Hypothermia encapsulates some of the artist’s most poignant songwriting with raw, emotionally direct performances.
Rocket Kirchner praises Hypothermia:
“Very few artists can put out a record like this, and usually if they do it is only by accident…Scott is stripped down to one voice and one guitar, blurring the lines between dissonance and consonance both aesthetically and emotionally….there is no letting up on this disc, folks….this album is a diary of unprecedented greatness in the world of music….it is pure, resolute, paradoxical, and confusing….it is untainted by effort, or calculation, or goal…..it is young, raw talent accidentally expressed. It is so cold it burns.”
Hilary Scott writes this about “Hypothermia”:
“Listening to Hypothermia takes me back to a time when I had to drive so far to get to a studio I could afford, that I never rescheduled sessions, even when I was ill. It reminds me that there was once a time when a “productive session” meant getting half of the album finished in four hours, and when recording never-before-attempted versions of songs and declaring them “done” after one take was a common occurrence.
Would these songs sound differently if recorded now? Of course, and that is precisely why I did not re-record them before releasing them. Certainly there would be more polish and more maturity to the sound, but perhaps much less sincerity as well.
Mostly these songs remind me of the very real emotions and sometimes fanciful stories that led me to fall in love with songwriting.

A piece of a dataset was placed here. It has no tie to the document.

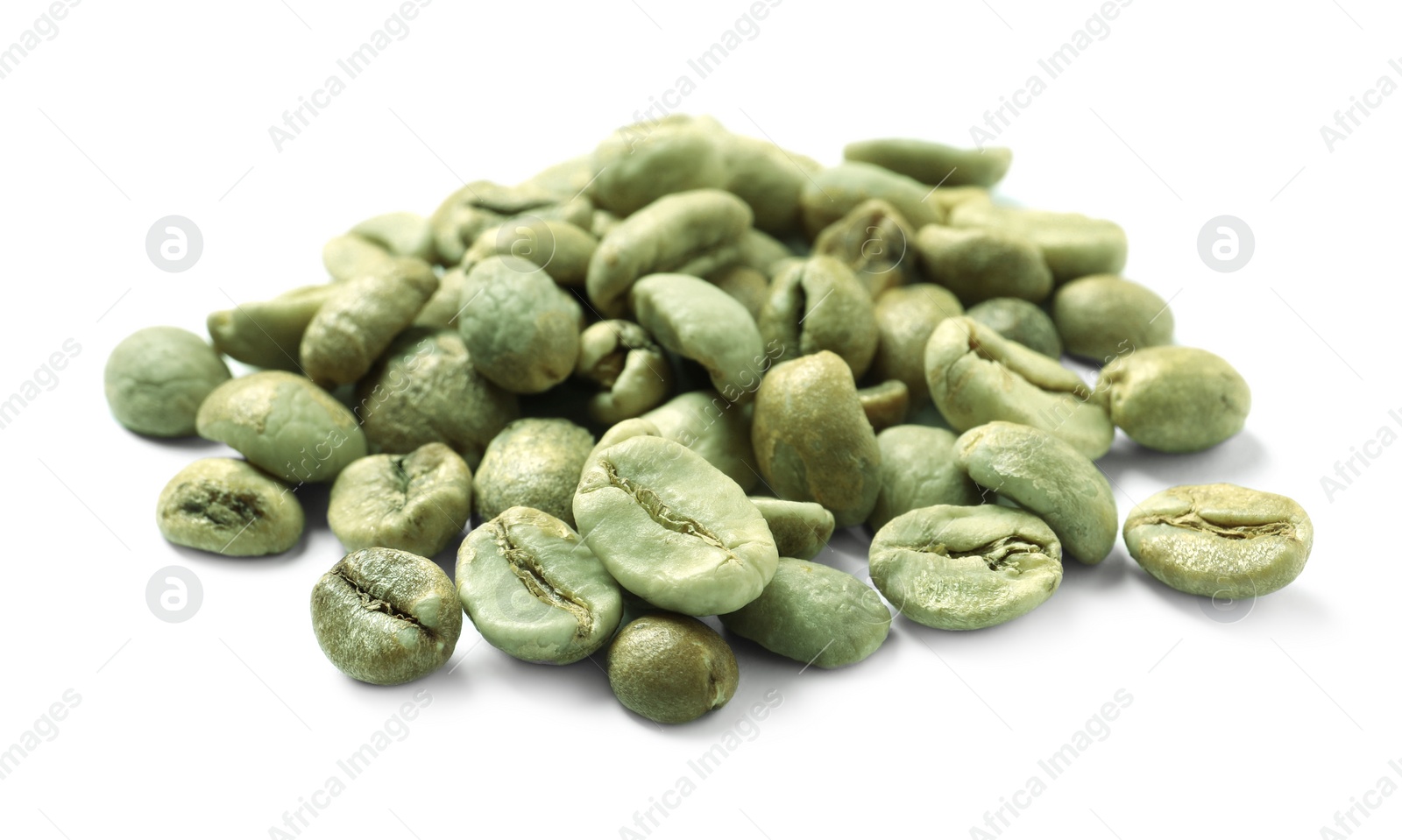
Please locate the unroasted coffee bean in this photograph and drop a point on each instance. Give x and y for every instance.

Some of these songs are so personal, they may never be performed publicly, and some of these songs have and will appear on other albums as full-band versions.

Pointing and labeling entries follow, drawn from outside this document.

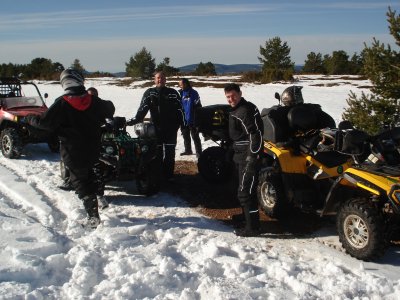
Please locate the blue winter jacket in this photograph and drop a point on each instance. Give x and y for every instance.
(190, 101)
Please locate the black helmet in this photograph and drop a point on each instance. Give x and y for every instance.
(292, 95)
(71, 78)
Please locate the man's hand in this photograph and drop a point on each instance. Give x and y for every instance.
(131, 122)
(32, 120)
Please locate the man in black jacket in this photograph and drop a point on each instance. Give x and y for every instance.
(76, 117)
(167, 115)
(245, 130)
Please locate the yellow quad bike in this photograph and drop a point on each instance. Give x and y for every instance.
(369, 217)
(332, 171)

But with some coaxing from those who know me best, and perhaps from those who know just enough to not let me talk myself out of taking a risk, I’ve decided that these songs can and should be heard.

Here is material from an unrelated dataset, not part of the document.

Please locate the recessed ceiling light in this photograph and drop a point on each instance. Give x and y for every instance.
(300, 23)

Folk lovers will probably find that these songs make me more qualified to call myself a “folk” artist. But that is why I do not call myself anything unless absolutely forced to.
I feel compelled to deal with issues, sometimes of politics, but usually of the heart, and always in writing. It just so happens I like to put a tune to my thoughts. So with open ears and open minds, may you find something to appreciate in this album.
My thanks go out to Mike Robertson for inadvertently reminding me that just because a songs seems dated to the artist, that doesn’t mean it isn’t still relevant.
Thank you also to Robert Parks, the original engineer who gave us some great tracks from which the essential honesty and rawness of the album comes.”